Closed zoranpopovic closed 3 years ago
Hello! Can you tell me how your Platform and Tool are being hosted? If you are running your Tool locally (localhost) it needs to be accessible from your Platform.
I see that you are using Bitnami Moodle, if it's running in a docker container, requests to the keyset endpoint on localhost will not work. Moodle will try to call, for example, http://localhost:3000/keys
, and localhost will not be accessible from inside the container.
Both are hosted in the same kubernetes cluster. Istio handles directing traffic from public addresses (e.g. moodle.example.com and ltijs.examle.com) down to specific ports of the containers for each. in the moodle logs above you can see that it's trying to reach file_get_contents(https://ltijs.math.enlearn.org/keys)
so it is asking for keys at the right place.
Can you try to reach the keys endpoint from the browser and see if it returns the keys correctly?
moodle is setup via a standard bitnami helm chart, with these basic values:
ingress:
enabled: false
moodlePassword: some-secret-pwd
service:
type: ClusterIP
persistence.size: 2Gi
mariadb.primary.persistence.size: 2Gi
They return keys without a problem.
If the endpoint is returning the keys correctly then the issue is with the communication between Platform and Tool. Your Platform is not capable of reaching your Tool.
The Keyset endpoint does not require any sort of input or authorization, if it is working correctly from the browser then the only possible issue is an inability to reach the endpoint.
I was not familiar with the HTTP/1.1 426 Upgrade Required
error, but after some research i am confident that the issue is most likely not caused by the Ltijs server, but instead by the proxy redirecting requests to the express server Ltijs runs on.
Thanks for the help.
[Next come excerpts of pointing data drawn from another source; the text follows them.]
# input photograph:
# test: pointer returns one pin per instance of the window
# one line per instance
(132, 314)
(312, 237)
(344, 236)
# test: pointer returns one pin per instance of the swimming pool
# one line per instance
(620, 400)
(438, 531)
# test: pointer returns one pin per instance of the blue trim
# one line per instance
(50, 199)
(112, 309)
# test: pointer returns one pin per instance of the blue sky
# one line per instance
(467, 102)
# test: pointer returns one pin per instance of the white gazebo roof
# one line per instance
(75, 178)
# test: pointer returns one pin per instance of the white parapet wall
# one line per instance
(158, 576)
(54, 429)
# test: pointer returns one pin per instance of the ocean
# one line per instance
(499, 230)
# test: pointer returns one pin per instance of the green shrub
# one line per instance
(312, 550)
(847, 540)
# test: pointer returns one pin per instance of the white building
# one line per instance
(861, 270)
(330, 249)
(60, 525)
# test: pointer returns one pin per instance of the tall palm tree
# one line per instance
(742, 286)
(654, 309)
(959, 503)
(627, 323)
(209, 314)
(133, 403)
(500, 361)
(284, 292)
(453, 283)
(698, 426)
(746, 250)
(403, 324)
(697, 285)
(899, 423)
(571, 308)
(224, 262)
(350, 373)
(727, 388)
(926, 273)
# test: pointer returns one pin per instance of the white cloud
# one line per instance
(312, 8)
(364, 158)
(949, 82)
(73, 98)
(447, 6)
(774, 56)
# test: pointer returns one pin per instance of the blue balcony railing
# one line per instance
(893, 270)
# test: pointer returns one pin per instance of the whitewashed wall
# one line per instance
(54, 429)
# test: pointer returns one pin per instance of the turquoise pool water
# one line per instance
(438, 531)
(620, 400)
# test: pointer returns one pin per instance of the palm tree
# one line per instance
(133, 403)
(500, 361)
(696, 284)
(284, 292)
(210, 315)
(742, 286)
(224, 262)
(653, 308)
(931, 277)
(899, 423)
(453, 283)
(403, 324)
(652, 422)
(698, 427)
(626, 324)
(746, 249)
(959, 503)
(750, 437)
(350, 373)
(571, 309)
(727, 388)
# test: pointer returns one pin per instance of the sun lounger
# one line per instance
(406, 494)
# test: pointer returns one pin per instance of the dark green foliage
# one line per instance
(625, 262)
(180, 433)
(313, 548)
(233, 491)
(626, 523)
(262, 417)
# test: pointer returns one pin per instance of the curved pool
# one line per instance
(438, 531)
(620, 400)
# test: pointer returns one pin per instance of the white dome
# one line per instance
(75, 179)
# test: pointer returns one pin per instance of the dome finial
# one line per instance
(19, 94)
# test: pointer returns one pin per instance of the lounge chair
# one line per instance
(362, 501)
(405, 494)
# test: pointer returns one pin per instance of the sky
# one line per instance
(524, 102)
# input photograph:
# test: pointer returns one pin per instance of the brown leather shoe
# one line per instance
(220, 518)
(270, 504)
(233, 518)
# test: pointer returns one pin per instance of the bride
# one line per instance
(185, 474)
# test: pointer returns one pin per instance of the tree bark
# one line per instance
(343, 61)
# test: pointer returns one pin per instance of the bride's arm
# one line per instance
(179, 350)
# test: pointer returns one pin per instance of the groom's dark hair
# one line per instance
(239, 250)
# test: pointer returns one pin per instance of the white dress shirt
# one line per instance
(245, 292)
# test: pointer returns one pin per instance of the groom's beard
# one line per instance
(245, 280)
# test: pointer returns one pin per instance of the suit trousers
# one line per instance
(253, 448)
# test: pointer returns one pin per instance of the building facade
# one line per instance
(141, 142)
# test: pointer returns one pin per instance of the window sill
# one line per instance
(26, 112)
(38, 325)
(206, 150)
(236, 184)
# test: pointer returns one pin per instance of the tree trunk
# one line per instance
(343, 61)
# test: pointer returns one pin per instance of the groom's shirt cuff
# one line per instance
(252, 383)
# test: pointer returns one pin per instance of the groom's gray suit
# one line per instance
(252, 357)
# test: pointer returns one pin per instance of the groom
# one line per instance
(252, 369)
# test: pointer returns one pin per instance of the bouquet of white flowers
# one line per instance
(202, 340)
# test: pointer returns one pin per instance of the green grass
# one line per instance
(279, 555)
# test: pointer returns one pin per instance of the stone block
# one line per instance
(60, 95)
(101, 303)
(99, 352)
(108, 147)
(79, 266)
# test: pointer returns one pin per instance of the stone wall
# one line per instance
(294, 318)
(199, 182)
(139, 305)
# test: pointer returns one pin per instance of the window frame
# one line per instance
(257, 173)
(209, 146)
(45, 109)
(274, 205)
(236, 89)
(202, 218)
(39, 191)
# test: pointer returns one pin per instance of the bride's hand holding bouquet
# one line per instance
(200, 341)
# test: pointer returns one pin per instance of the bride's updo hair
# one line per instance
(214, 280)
I fixed the issue, but just in case someone else is stuck on something similar, moodle gets the keys with a php call file_get_contents(https://ltijs.example.com/keys)
, which is some archaic code that makes a http/1.0 call. Since my ltijs instance was running behind istio which by default does not allow this deprecated protocol, it just rejected it before getting to ltijs, asking for upgrade to http/1.1. Strangely, other moodle calls are not via http/1.0 just those with file_get_contents. Making istio accept 1.0 calls fixed the issue.
For anyone else who stumbles on this, I'm running a Windows -> Ubuntu -> Docker
setup, and my issue was that initializing the tool connection happened on the Moodle website, but the later calls happened on the server, so an IP address didn't work for me (because the Docker container and my Windows machine are on different subnets). I was able to add a hostname to both to point to the respective IPs (172.17.0.1 on Docker and 127.0.0.1 on Windows) to get around the issue.
For anyone else who stumbles on this, I'm running a
Windows -> Ubuntu -> Docker
setup, and my issue was that initializing the tool connection happened on the Moodle website, but the later calls happened on the server, so an IP address didn't work for me (because the Docker container and my Windows machine are on different subnets). I was able to add a hostname to both to point to the respective IPs (172.17.0.1 on Docker and 127.0.0.1 on Windows) to get around the issue.
Hi there, I am using a similar setup (Windows + moodle/bitnami docker container) and a second, independent setup (in a VM: Ubuntu + moodle/bitnami docker container) and when I try to connect an LTI tool both throw the same error:
Exception - Argument 1 passed to Firebase\JWT\JWK::parseKeySet() must be of the type array, null given, called in [dirroot]/mod/lti/locallib.php on line 1372
In moodle, when I click Select content
on the Adding a new External tool page
it successfully launches the tool, but any subsequent clicks in that tool lead to the error above. When the tool is displayed in the course it also just throws
Invalid request
.
I see you were able to solve your issue, do you happen to know any resources to point me to so I can get this resolved as well? Unfortunately, I am not that well-versed in Docker and don't see why IP addresses are the issue when Docker maps the ports anyway.
forgot what I said -- I'm not running moodle locally so of course the moodle server can't reach my dev envs, I guess that's the issue.
Describe the bug when using ltijs-demo-server connecting to moodle server, ltijs provider is reachable upon setup, but neither grade nor class users action fails. When either grade is submitted, or roster is requested through demo-server frontend, Moodle fails on seemingly getting to ltijs jwks route, and then fails to parse the KeySet because it's null. Here are the moodle debug reports:
ltijs with debug turned on reports:
Any idea why this would be? what does /keys route expect the protocol to be upgraded to?
Expected behavior Since platform seems to be correctly registered, and links work, something else is preventing basic reporting features to work.
Ltijs version latest
NodeJS version 14
Platform used Moodle latest
Additional context Add any other context about the problem here.